Designer Narendra Kumar agrees and goes on to add, "Most of the fashion bloggers in India are in their early twenties. They lack experience and credibility to truly forecast trends. They are still a small community with not enough gravitas. But as they mature, they are sure to grow into important voices of the industry." The popularity of these young bloggers notwithstanding, they are yet to reach a stage of nuanced fashion opinion and critique equivalent to that of fashion editors. It can also get tedious to be bombarded by the same collection on every blog and social media account, no matter how individualistically styled it is.

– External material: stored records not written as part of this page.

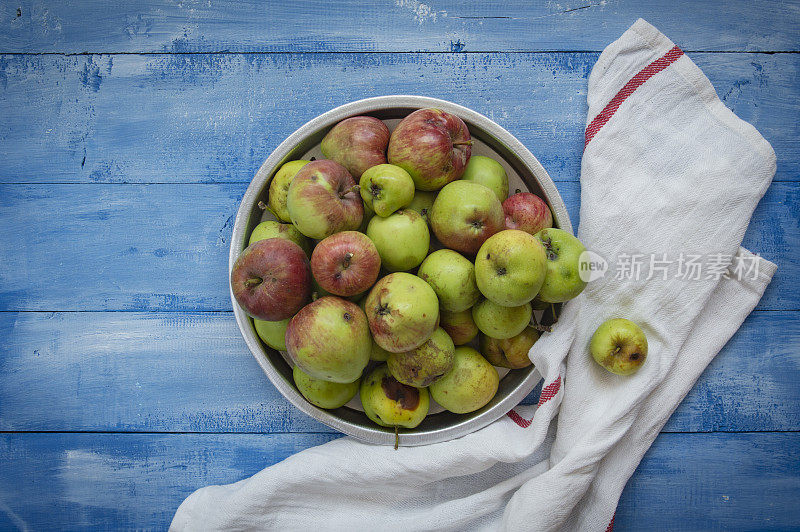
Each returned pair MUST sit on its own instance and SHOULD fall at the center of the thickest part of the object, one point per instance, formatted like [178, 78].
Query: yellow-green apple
[464, 215]
[496, 321]
[346, 263]
[452, 277]
[402, 239]
[527, 212]
[323, 199]
[329, 340]
[324, 394]
[511, 352]
[489, 173]
[390, 403]
[271, 279]
[459, 325]
[357, 143]
[272, 229]
[433, 146]
[386, 188]
[619, 345]
[272, 333]
[279, 188]
[422, 203]
[510, 267]
[402, 311]
[425, 364]
[469, 385]
[562, 281]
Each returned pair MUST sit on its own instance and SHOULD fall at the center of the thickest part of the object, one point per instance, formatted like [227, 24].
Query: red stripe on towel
[635, 82]
[548, 392]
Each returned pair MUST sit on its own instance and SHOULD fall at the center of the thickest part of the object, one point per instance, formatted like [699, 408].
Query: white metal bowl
[525, 173]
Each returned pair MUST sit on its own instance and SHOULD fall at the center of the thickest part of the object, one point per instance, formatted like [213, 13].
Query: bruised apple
[357, 143]
[271, 279]
[402, 311]
[323, 199]
[329, 340]
[433, 146]
[346, 263]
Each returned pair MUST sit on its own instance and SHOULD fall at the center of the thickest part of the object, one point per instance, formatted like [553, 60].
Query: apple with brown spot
[346, 263]
[271, 279]
[357, 143]
[433, 146]
[324, 199]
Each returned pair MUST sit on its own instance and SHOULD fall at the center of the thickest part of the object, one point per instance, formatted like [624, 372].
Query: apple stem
[253, 281]
[537, 326]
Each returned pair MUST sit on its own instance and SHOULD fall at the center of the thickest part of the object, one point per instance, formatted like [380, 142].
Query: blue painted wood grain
[387, 25]
[216, 117]
[165, 247]
[79, 481]
[192, 372]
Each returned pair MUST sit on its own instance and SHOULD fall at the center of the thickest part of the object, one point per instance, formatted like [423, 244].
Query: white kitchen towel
[670, 178]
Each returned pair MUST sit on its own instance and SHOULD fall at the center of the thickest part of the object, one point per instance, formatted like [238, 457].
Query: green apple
[469, 385]
[272, 333]
[496, 321]
[422, 203]
[271, 229]
[386, 188]
[464, 215]
[402, 239]
[425, 364]
[459, 325]
[402, 311]
[510, 267]
[619, 345]
[562, 281]
[321, 393]
[329, 340]
[489, 173]
[390, 403]
[279, 188]
[452, 277]
[511, 352]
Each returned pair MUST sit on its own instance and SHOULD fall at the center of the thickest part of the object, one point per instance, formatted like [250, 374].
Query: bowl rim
[379, 435]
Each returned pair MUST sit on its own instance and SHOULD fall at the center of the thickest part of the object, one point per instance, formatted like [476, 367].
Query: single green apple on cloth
[619, 345]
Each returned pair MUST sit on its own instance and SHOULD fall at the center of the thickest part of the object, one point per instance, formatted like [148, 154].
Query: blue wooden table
[128, 134]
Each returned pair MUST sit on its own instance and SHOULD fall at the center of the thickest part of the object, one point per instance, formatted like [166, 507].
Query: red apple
[324, 199]
[346, 263]
[271, 279]
[433, 146]
[464, 215]
[527, 212]
[357, 143]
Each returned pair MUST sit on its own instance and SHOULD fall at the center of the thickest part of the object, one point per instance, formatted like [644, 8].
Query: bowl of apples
[392, 263]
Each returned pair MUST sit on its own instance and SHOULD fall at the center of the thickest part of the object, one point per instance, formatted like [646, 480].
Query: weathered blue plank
[212, 118]
[165, 247]
[399, 25]
[170, 372]
[78, 481]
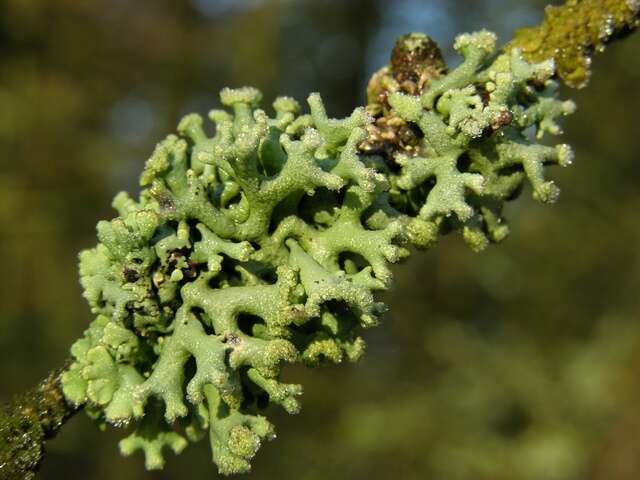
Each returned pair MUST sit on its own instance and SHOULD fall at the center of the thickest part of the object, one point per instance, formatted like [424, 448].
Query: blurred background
[522, 362]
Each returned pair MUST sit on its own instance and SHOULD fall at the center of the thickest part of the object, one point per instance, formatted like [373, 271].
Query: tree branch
[571, 33]
[27, 423]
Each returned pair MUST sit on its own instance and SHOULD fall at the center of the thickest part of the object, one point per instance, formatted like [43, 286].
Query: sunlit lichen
[265, 244]
[572, 32]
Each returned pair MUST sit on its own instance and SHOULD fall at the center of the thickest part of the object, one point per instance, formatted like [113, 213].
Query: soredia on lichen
[265, 243]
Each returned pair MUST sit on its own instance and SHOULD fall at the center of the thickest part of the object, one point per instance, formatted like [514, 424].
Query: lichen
[572, 32]
[265, 244]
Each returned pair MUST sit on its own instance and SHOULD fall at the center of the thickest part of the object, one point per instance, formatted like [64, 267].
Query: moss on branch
[571, 33]
[27, 423]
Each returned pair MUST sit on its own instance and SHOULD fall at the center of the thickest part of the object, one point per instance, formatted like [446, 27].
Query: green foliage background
[518, 363]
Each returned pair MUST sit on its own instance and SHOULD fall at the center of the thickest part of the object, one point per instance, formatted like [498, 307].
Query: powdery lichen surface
[265, 244]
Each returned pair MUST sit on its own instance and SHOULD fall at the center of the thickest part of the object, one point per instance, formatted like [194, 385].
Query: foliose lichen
[265, 243]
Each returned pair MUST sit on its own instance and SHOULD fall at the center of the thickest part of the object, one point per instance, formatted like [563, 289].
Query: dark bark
[27, 423]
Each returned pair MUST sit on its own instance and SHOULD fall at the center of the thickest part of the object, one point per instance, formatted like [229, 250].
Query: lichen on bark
[266, 243]
[27, 423]
[571, 33]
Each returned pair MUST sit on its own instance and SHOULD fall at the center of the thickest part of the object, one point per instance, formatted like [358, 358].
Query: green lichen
[265, 244]
[572, 32]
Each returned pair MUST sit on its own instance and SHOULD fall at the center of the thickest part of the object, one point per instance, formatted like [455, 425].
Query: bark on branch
[573, 32]
[27, 423]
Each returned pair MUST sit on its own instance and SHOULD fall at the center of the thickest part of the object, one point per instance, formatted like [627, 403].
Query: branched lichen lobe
[265, 244]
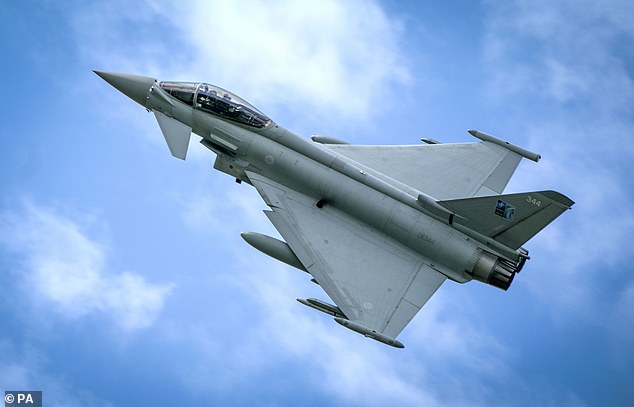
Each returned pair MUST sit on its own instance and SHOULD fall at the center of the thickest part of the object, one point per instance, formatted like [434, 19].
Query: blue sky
[125, 279]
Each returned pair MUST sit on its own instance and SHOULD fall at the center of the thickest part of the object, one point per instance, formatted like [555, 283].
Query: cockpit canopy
[217, 101]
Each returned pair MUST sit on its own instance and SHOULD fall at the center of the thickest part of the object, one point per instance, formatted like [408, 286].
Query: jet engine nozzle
[496, 271]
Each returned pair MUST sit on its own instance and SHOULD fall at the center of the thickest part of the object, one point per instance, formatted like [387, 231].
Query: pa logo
[23, 398]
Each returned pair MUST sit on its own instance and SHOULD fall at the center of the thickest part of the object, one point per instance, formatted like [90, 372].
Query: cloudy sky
[124, 277]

While several of these blogs started out as passion projects or simply as a hobby, one can’t discredit the valid fashion training or experience many of them bring to the table. For instance, Agarwal was previously the digital content head at Channel [V],
Masoom Minawala from Style Fiesta Diaries. Bharwani worked under Rhea Kapoor who is Sonam Kapoor’s stylist, Contractor assisted costume designer Niharika Khan, Kashyap worked as a fashion columnist with a leading newspaper, Sagar studied apparel merchandising and Patni has a background in jewellery design.
At the same time, one cannot ignore their dedicated fan following. Case in point is Shroff, whose group of followers known as ‘The Shroffers’ regularly write fan mails to her. Minawala is constantly showered with encouragement and praise from her army of loyalists. Bangur’s images on Instagram are peppered with comments by followers who are not only in awe of her beauty but also seek her fashion advice. In fact, a Mumbai-based designer friend was so inspired after meeting the House of MISU bloggers that she dropped everything and headed to the mall to buy a look similar to the one the duo was sporting. How’s that for influence?